Antes dele, houve meu bisavô. Um italiano que atravessou o oceano em busca de melhores dias. Nunca senti seu cheiro, mas posso imaginá-lo: sal do mar grudado na pele, suor de medo e esperança, a aspereza da terra recém-chegada, o pão assado para lembrar-se de casa. É o cheiro da coragem que se deixa como herança. Esse perfume antigo — mesmo sem jamais ter tocado meus sentidos — ainda pulsa no meu sangue e coração. O orgulho não é pela ancestralidade europeia, mas pela hombridade de assumir para si a responsabilidade de manter vivo o nome da família em meio a fome e o caos que assombrava sua terra, buscando um novo ninho para os que viriam. Deixou junto com cheiro uma riqueza que nenhum dinheiro poderia comprar.

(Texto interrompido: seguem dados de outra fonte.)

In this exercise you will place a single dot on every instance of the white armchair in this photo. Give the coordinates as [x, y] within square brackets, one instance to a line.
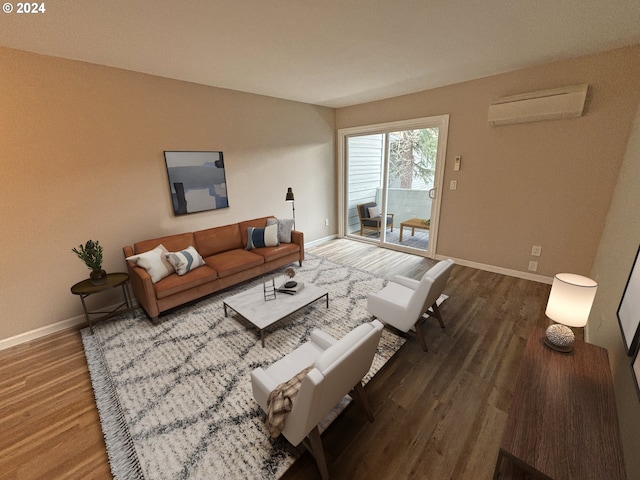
[403, 303]
[338, 369]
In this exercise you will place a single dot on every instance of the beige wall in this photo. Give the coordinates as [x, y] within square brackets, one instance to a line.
[611, 269]
[545, 183]
[81, 157]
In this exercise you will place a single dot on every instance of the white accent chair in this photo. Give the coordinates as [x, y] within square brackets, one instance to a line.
[405, 303]
[339, 366]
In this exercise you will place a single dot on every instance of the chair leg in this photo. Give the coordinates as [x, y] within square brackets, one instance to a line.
[360, 396]
[313, 443]
[436, 313]
[420, 334]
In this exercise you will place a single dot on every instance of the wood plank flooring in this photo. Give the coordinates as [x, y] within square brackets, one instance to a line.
[439, 415]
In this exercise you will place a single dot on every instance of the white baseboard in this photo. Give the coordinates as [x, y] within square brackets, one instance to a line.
[504, 271]
[42, 332]
[53, 328]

O tempo passou, e um dia percebi que o cheiro do meu pai mudou. Não só cheiro dele, mas principalmente o meu. Sem perceber, comecei a carregar no corpo um aroma de responsabilidade. Mistura de papel e correria, de noites curtas, de um perfume escolhido para que meus filhos me associassem a algo bom — tal como eu associava o cheiro do meu pai à paz. Quando senti pela primeira vez o cheiro dos meus filhos, pude entender o peso do cheiro do meu pai. Não há banho ou perfume caro que possa tirar do corpo o cheiro específico de quem escolheu ser pai, não apenas o genitor de seus filhos. Esse último fede como algo podre, pois é assim que fica a alma de quem perde a honra e a dádiva de respirar através de um pulmão que não é o seu. Isso não é sobre os que não querem gerar filhos, é sobre os que geraram e escolheram não ter.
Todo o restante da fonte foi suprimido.